自分の専門的研究領域ではないだけに、準備はけっこうしんどいけれども、そのぶん何もかもが新鮮で刺激的だ。二千四百年前に書かれた書物を自分が読んでいることだけでも十分に驚嘆すべき事実だ。聖書よりも古いのだから。

18時。キノ研スタート。7名全員が出席。今日の報告者はニーチェ道徳の系譜』読書会から継続参加の5期生T瀬君。どんなレジュメが出てくるのかと思いきや、これが僕の期待をはるかに上回る素晴らしい代物。プラトン初体験のはずなのに、簡明にして要領を得たテキストの要約は「見事!」の一言に尽きる。登場人物の台詞は現代語(千里山大生語)訳されており、すこぶる読みやすい。しかも理解を助けるマンガつき。アガトン邸見取り図は本当にありがたい。サービス精神満点。東鴨川大生や北大和川大生でもここまで独創的で内容の充実したレジュメはめったに作れまい。これは永久保存して後世に伝える価値のあるレジュメだな。指導教員として、誇らしい気分。そして、単位のつかない自主ゼミにここまでエネルギーを傾注してくれることに感動。僕のやる気も倍増。

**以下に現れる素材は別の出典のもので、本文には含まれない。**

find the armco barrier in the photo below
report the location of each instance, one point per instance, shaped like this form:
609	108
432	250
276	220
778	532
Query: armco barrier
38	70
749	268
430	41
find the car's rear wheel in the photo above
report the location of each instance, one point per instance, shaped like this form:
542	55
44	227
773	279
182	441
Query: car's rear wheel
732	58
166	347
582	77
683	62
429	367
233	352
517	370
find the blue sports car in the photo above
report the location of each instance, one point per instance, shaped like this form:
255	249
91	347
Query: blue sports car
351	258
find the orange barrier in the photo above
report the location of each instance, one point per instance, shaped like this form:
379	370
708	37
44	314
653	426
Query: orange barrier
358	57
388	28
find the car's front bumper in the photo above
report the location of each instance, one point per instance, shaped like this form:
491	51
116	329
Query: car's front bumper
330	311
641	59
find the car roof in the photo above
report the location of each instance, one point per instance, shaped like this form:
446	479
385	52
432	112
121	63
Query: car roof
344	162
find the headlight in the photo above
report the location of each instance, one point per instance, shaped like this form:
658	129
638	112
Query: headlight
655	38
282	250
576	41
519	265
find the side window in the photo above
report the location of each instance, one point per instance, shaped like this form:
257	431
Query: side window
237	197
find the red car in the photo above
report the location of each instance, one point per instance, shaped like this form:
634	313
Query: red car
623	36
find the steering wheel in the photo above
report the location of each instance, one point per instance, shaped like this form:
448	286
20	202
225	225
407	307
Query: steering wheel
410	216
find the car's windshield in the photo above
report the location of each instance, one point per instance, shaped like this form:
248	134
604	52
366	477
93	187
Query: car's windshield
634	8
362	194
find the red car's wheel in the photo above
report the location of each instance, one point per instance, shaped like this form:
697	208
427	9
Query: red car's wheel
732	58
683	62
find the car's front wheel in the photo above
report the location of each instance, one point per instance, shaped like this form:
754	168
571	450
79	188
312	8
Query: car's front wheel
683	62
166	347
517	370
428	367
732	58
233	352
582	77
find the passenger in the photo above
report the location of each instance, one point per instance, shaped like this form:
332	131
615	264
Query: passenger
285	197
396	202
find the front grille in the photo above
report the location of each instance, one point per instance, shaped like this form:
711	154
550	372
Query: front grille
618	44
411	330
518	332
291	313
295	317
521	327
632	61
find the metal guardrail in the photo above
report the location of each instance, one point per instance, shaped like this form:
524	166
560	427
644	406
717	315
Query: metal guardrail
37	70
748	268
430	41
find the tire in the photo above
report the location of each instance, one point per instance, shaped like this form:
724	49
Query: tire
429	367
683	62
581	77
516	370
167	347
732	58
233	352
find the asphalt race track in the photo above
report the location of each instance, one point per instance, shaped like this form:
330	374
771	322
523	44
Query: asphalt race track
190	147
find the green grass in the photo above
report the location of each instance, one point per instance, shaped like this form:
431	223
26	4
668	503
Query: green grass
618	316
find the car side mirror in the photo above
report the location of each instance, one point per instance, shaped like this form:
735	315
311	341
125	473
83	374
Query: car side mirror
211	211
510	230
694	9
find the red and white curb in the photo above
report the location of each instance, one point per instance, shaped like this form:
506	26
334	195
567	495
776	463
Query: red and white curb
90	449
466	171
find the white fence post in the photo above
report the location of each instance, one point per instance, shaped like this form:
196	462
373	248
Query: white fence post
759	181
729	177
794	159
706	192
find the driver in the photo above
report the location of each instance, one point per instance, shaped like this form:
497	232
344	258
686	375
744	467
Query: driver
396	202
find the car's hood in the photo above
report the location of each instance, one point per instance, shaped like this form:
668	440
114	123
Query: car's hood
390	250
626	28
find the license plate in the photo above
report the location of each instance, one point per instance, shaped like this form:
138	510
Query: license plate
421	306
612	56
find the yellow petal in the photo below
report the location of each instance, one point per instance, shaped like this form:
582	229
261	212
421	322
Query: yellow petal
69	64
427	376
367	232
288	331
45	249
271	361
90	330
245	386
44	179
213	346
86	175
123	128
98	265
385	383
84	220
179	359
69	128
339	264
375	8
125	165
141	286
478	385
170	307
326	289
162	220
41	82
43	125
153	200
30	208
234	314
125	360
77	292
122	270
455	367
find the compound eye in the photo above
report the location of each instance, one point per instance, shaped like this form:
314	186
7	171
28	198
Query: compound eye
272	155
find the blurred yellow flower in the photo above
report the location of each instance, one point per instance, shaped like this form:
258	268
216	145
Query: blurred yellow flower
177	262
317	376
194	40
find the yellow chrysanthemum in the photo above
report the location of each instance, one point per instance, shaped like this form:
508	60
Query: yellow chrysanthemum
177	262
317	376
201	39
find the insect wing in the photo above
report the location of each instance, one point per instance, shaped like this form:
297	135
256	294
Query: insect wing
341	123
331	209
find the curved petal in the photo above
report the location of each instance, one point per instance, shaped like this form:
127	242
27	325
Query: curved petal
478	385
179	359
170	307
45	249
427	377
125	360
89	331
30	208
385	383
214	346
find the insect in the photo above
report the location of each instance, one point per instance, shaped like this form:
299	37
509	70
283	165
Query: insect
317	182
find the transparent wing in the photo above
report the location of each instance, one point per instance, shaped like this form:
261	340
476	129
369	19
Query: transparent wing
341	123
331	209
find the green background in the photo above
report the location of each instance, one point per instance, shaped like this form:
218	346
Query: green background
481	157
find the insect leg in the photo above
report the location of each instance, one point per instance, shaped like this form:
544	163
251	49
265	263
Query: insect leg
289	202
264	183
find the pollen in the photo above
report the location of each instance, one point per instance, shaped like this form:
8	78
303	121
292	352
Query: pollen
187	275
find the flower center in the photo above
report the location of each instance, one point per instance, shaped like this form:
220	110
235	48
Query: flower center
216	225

議論も充実していた。5期生M口君の指摘をきっかけに、久保勉氏(岩波文庫)の訳文そのものを検討するにまで至った。彼がひっかかったのは46ページ、アポロドロスの台詞。

ところが、君達の方ではまた恐らく僕を不幸な者と思っているのだろう、そうして僕も君達がそう信ずるのは正しいと信じる。ところが僕は、君達については、単にそれを信ずるのではなくて、たしかに知っていたのだ。

太字部分の意味がとりにくい、とのM口君の指摘。確かにそうだな。そこで英訳(ギリシャ語は読めないので)を参照してみる。

And I dare say that you pity me in return, whom you regard as an unhappy creature, and very probably you are right. But I certainly know of you what you only think of me -- there is the difference.

「単にそれを信ずるのではなくて」の部分が誤訳くさいが*1、誤訳であるか否かは別にして、学部ゼミでここまで高度な話題を扱えたことに素直に感動。十分に大学院レベルに達している。

ゼミ生の優秀さを実感できて、今日は大満足の一日だった。来週のキノ研がはやくも楽しみだ。僕もゼミ生に負けないようにしっかりと準備をしよう。

*1:ギリシャ語を読めないので断言できないが、英訳に従えば「信じて(思って)いるにすぎない」となるだろう。